Tutorial: How to Retrieve Document Information with GroupDocs.Viewer Cloud API

Learning Objectives

In this tutorial, you’ll learn how to:

  • Retrieve basic information about documents using GroupDocs.Viewer Cloud API
  • Extract document properties like format, page count, and page dimensions
  • Get text coordinates for implementing text search and selection
  • Access attachment information for documents with embedded files
  • Utilize document information in your applications

Prerequisites

Before starting this tutorial, you should have:

  • A GroupDocs.Viewer Cloud account (get your free trial here)
  • Your Client ID and Client Secret
  • Basic understanding of REST APIs
  • Familiarity with your programming language of choice (C#, Java, Python, PHP, Ruby, Node.js, or Go)
  • A document for testing (we’ll use a sample DOCX in this tutorial)

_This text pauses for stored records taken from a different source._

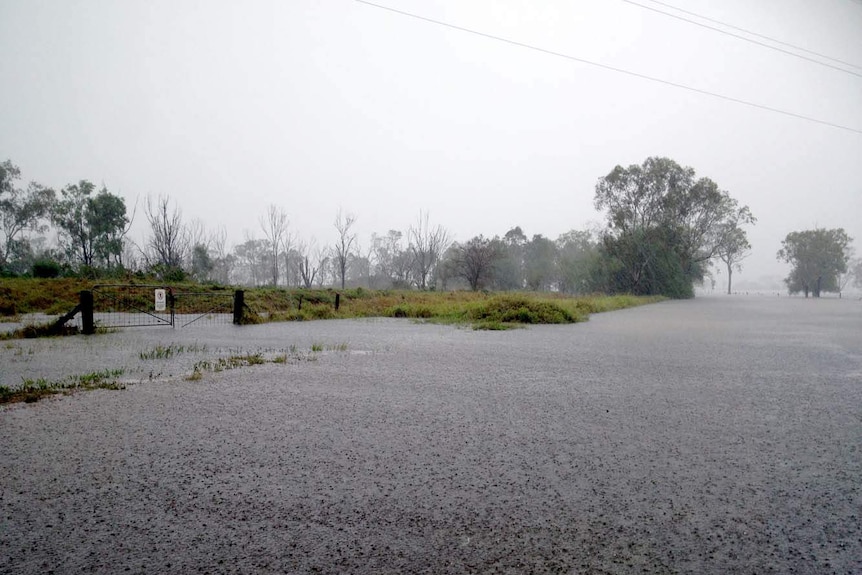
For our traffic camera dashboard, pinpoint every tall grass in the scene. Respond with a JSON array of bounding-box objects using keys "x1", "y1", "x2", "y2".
[{"x1": 0, "y1": 279, "x2": 661, "y2": 329}]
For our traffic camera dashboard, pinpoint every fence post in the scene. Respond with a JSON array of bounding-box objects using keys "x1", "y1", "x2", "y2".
[
  {"x1": 233, "y1": 290, "x2": 245, "y2": 325},
  {"x1": 78, "y1": 290, "x2": 96, "y2": 335}
]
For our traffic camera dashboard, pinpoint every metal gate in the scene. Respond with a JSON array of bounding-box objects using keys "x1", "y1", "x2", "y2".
[{"x1": 90, "y1": 284, "x2": 235, "y2": 331}]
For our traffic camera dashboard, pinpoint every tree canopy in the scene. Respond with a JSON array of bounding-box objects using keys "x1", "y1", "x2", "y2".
[
  {"x1": 776, "y1": 228, "x2": 853, "y2": 297},
  {"x1": 52, "y1": 180, "x2": 129, "y2": 267},
  {"x1": 595, "y1": 157, "x2": 754, "y2": 297}
]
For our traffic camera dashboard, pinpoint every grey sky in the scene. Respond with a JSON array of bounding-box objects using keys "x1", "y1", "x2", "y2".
[{"x1": 0, "y1": 0, "x2": 862, "y2": 287}]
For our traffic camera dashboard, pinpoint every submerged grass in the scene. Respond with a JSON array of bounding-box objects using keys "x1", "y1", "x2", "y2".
[
  {"x1": 0, "y1": 369, "x2": 125, "y2": 403},
  {"x1": 0, "y1": 279, "x2": 664, "y2": 336}
]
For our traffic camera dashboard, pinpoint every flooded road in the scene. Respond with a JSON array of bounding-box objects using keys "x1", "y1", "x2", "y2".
[{"x1": 0, "y1": 297, "x2": 862, "y2": 574}]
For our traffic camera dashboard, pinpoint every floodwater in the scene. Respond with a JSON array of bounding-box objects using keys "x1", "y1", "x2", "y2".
[{"x1": 0, "y1": 297, "x2": 862, "y2": 574}]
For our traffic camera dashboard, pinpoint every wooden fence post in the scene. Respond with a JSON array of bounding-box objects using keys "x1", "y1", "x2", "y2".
[
  {"x1": 78, "y1": 290, "x2": 96, "y2": 335},
  {"x1": 233, "y1": 290, "x2": 245, "y2": 325}
]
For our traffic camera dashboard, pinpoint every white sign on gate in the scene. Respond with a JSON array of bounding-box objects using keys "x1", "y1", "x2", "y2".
[{"x1": 156, "y1": 289, "x2": 166, "y2": 311}]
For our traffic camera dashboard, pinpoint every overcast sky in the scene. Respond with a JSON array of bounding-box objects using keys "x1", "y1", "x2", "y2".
[{"x1": 0, "y1": 0, "x2": 862, "y2": 288}]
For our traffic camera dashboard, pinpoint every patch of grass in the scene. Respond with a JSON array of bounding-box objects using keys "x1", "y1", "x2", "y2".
[
  {"x1": 0, "y1": 322, "x2": 81, "y2": 340},
  {"x1": 0, "y1": 279, "x2": 663, "y2": 332},
  {"x1": 468, "y1": 295, "x2": 586, "y2": 324},
  {"x1": 0, "y1": 369, "x2": 126, "y2": 403},
  {"x1": 139, "y1": 344, "x2": 207, "y2": 359}
]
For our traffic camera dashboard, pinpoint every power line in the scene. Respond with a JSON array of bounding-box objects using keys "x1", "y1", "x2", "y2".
[
  {"x1": 354, "y1": 0, "x2": 862, "y2": 134},
  {"x1": 620, "y1": 0, "x2": 862, "y2": 78},
  {"x1": 636, "y1": 0, "x2": 862, "y2": 70}
]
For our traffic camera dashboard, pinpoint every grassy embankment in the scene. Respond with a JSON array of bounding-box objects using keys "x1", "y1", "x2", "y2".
[
  {"x1": 0, "y1": 279, "x2": 661, "y2": 404},
  {"x1": 0, "y1": 279, "x2": 661, "y2": 337}
]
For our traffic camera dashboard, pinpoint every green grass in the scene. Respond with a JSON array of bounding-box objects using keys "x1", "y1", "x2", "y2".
[
  {"x1": 0, "y1": 279, "x2": 663, "y2": 337},
  {"x1": 0, "y1": 369, "x2": 125, "y2": 403},
  {"x1": 139, "y1": 344, "x2": 207, "y2": 359}
]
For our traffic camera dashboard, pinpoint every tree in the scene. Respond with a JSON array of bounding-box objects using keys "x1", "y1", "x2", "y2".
[
  {"x1": 494, "y1": 226, "x2": 527, "y2": 290},
  {"x1": 0, "y1": 160, "x2": 55, "y2": 271},
  {"x1": 524, "y1": 234, "x2": 557, "y2": 291},
  {"x1": 556, "y1": 230, "x2": 605, "y2": 294},
  {"x1": 371, "y1": 230, "x2": 412, "y2": 289},
  {"x1": 838, "y1": 259, "x2": 862, "y2": 298},
  {"x1": 260, "y1": 204, "x2": 292, "y2": 286},
  {"x1": 776, "y1": 228, "x2": 853, "y2": 297},
  {"x1": 407, "y1": 211, "x2": 449, "y2": 290},
  {"x1": 234, "y1": 235, "x2": 271, "y2": 286},
  {"x1": 450, "y1": 235, "x2": 499, "y2": 291},
  {"x1": 716, "y1": 207, "x2": 757, "y2": 295},
  {"x1": 144, "y1": 196, "x2": 189, "y2": 278},
  {"x1": 333, "y1": 210, "x2": 356, "y2": 289},
  {"x1": 595, "y1": 158, "x2": 747, "y2": 297},
  {"x1": 853, "y1": 259, "x2": 862, "y2": 287},
  {"x1": 52, "y1": 180, "x2": 129, "y2": 268}
]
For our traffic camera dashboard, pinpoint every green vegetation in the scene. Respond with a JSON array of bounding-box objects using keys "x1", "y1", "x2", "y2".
[
  {"x1": 185, "y1": 342, "x2": 347, "y2": 381},
  {"x1": 140, "y1": 344, "x2": 207, "y2": 359},
  {"x1": 0, "y1": 369, "x2": 125, "y2": 403},
  {"x1": 0, "y1": 278, "x2": 661, "y2": 336}
]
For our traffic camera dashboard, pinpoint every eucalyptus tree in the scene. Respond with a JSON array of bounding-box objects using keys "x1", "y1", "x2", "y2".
[
  {"x1": 595, "y1": 157, "x2": 744, "y2": 297},
  {"x1": 449, "y1": 235, "x2": 500, "y2": 291},
  {"x1": 260, "y1": 204, "x2": 293, "y2": 286},
  {"x1": 407, "y1": 211, "x2": 450, "y2": 290},
  {"x1": 144, "y1": 196, "x2": 190, "y2": 279},
  {"x1": 0, "y1": 160, "x2": 55, "y2": 271},
  {"x1": 716, "y1": 207, "x2": 757, "y2": 295},
  {"x1": 776, "y1": 228, "x2": 853, "y2": 297},
  {"x1": 51, "y1": 180, "x2": 129, "y2": 268},
  {"x1": 524, "y1": 234, "x2": 557, "y2": 291},
  {"x1": 332, "y1": 210, "x2": 356, "y2": 289}
]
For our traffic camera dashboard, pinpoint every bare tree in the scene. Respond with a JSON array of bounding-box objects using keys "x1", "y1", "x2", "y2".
[
  {"x1": 450, "y1": 236, "x2": 500, "y2": 291},
  {"x1": 260, "y1": 204, "x2": 291, "y2": 286},
  {"x1": 407, "y1": 211, "x2": 449, "y2": 290},
  {"x1": 838, "y1": 258, "x2": 862, "y2": 299},
  {"x1": 144, "y1": 196, "x2": 189, "y2": 273},
  {"x1": 333, "y1": 210, "x2": 356, "y2": 289},
  {"x1": 209, "y1": 226, "x2": 236, "y2": 284}
]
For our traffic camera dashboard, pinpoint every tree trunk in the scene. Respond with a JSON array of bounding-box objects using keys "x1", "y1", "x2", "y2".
[{"x1": 727, "y1": 258, "x2": 733, "y2": 295}]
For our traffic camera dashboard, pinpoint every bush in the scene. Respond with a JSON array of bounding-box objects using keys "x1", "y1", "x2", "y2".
[
  {"x1": 470, "y1": 296, "x2": 580, "y2": 324},
  {"x1": 33, "y1": 260, "x2": 60, "y2": 278}
]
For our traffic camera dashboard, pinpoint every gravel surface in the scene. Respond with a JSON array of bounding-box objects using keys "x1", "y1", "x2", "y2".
[{"x1": 0, "y1": 297, "x2": 862, "y2": 574}]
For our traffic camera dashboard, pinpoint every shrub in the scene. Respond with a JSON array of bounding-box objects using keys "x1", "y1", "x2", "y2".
[
  {"x1": 33, "y1": 260, "x2": 60, "y2": 278},
  {"x1": 470, "y1": 296, "x2": 581, "y2": 324}
]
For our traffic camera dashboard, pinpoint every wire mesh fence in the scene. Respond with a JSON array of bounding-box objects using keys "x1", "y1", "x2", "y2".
[{"x1": 92, "y1": 284, "x2": 235, "y2": 328}]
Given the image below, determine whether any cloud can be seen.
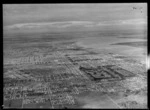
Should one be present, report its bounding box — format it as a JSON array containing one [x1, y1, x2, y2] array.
[[4, 19, 147, 30]]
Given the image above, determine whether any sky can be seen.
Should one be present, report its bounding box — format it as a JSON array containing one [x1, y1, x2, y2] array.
[[3, 3, 147, 32]]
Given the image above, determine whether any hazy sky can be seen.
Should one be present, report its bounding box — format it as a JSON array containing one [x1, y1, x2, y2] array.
[[3, 3, 147, 33]]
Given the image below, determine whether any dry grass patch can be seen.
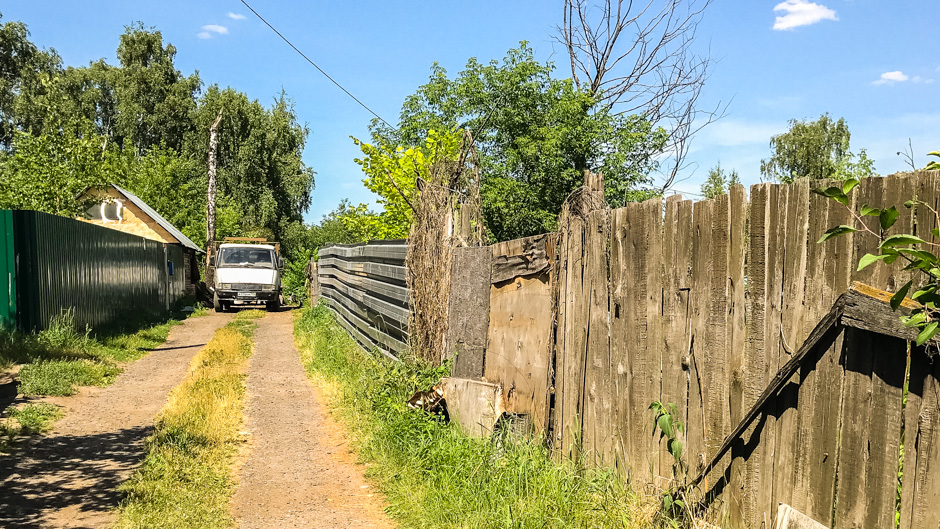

Why Document Information Matters

Retrieving document information is often a crucial first step in document processing workflows. Having accurate metadata allows you to:

  • Plan rendering operations: Knowing page count and dimensions helps properly configure viewing options
  • Implement pagination: Page information enables efficient navigation in multi-page documents
  • Enable text search: Text coordinates make text selection and search possible
  • Handle attachments: Awareness of embedded files allows for complete document processing
  • Validate compatibility: File format detection ensures the document can be properly processed

GroupDocs.Viewer Cloud API provides a simple and efficient way to extract this valuable information before you begin the rendering process.

Step 1: Upload Your Document to Cloud Storage

Before retrieving document information, you need to upload a document to GroupDocs.Viewer Cloud storage.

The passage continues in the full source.